1367.006
. (a) This section shall apply to nongrandfathered
individual and group health care service plan contracts that provide
coverage for essential health benefits, as defined in Section
1367.005, and that are issued, amended, or renewed on or after
January 1, 2015.
(b) (1) For nongrandfathered health care service plan contracts in
the individual or small group markets, a health care service plan
contract, except a specialized health care service plan contract,
that is issued, amended, or renewed on or after January 1, 2015,
shall provide for a limit on annual out-of-pocket expenses for all
covered benefits that meet the definition of essential health
benefits in Section 1367.005, including out-of-network emergency care
consistent with Section 1371.4.
(2) For nongrandfathered health care service plan contracts in the
large group market, a health care service plan contract, except a
specialized health care service plan contract, that is issued,
amended, or renewed on or after January 1, 2015, shall provide for a
limit on annual out-of-pocket expenses for covered benefits,
including out-of-network emergency care consistent with Section
1371.4. This limit shall only apply to essential health benefits, as
defined in Section 1367.005, that are covered under the plan to the
extent that this provision does not conflict with federal law or
guidance on out-of-pocket maximums for nongrandfathered health care
service plan contracts in the large group market.
(c) (1) The limit described in subdivision (b) shall not exceed
the limit described in Section 1302(c) of PPACA, and any subsequent
rules, regulations, or guidance issued under that section.
(2) The limit described in subdivision (b) shall result in a total
maximum out-of-pocket limit for all covered essential health
benefits equal to the dollar amounts in effect under Section 223(c)
(2)(A)(ii) of the Internal Revenue Code of 1986 with the dollar
amounts adjusted as specified in Section 1302(c)(1)(B) of PPACA.
(3) For family coverage, an individual within a family shall not
have a maximum out-of-pocket limit that is greater than the maximum
out-of-pocket limit for individual coverage for that product.

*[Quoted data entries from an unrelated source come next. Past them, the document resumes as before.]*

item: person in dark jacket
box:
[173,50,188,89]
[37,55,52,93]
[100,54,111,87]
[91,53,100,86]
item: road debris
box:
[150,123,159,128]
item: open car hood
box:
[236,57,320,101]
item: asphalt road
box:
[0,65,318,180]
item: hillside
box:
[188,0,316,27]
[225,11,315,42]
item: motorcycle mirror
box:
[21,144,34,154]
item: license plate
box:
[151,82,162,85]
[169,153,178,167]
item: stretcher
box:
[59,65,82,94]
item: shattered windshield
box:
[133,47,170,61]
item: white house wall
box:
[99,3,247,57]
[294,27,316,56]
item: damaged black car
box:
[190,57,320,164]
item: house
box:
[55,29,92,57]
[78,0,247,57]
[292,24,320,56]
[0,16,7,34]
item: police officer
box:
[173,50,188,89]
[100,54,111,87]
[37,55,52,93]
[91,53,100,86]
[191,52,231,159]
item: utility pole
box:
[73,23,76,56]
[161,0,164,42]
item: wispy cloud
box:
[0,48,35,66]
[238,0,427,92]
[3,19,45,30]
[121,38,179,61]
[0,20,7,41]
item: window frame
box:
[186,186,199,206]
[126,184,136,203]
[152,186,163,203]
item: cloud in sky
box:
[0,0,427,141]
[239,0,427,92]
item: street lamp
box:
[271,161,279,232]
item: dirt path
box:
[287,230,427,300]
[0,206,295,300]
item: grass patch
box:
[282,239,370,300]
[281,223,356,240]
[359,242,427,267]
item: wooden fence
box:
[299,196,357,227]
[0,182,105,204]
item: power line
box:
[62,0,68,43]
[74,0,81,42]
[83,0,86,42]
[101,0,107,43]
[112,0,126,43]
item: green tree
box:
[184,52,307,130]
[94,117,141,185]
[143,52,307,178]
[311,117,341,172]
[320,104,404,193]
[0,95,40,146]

(d) Nothing in this section shall be construed to affect the
reduction in cost sharing for eligible enrollees described in Section
1402 of PPACA, and any subsequent rules, regulations, or guidance
issued under that section.
(e) If an essential health benefit is offered or provided by a
specialized health care service plan, the total annual out-of-pocket
maximum for all covered essential benefits shall not exceed the limit
in subdivision (b). This section shall not apply to a specialized
health care service plan that does not offer an essential health
benefit as defined in Section 1367.005.
(f) The maximum out-of-pocket limit shall apply to any copayment,
coinsurance, deductible, and any other form of cost sharing for all
covered benefits that meet the definition of essential health
benefits in Section 1367.005.
(g) (1) (A) Except as provided in paragraph (2), if a health care
service plan contract for family coverage includes a deductible, an
individual within a family shall not have a deductible that is
greater than the deductible limit for individual coverage for that
product.
(B) Except as provided in paragraph (2), if a large group market
health care service plan contract for family coverage that is issued,
amended, or renewed on or after January 1, 2017, includes a
deductible, an individual within a family shall not have a deductible
that is more than the deductible limit for individual coverage for
that product.
(2) (A) If a health care service plan contract for family coverage
includes a deductible and is a high deductible health plan under the
definition set forth in Section 223(c)(2) of Title 26 of the United
States Code, the plan contract shall include a deductible for each
individual covered by the plan that is equal to either the amount set
forth in Section 223(c)(2)(A)(i)(II) of Title 26 of the United
States Code or the deductible for individual coverage under the plan
contract, whichever is greater.
(B) If a large group market health care service plan contract for
family coverage that is issued, amended, or renewed on or after
January 1, 2017, includes a deductible and is a high deductible
health plan under the definition set forth in Section 223(c)(2) of
Title 26 of the United States Code, the plan contract shall include a
deductible for each individual covered by the plan that is equal to
either the amount set forth in Section 223(c)(2)(A)(i)(II) of Title
26 of the United States Code or the deductible for individual
coverage under the plan contract, whichever is greater.
(h) For nongrandfathered health plan contracts in the group
market, "plan year" has the meaning set forth in Section 144.103 of
Title 45 of the Code of Federal Regulations. For nongrandfathered
health plan contracts sold in the individual market, "plan year"
means the calendar year.
(i) "PPACA" means the federal Patient Protection and Affordable
Care Act (Public Law 111-148), as amended by the federal Health Care
and Education Reconciliation Act of 2010 (Public Law 111-152), and
any rules, regulations, or guidance issued thereunder.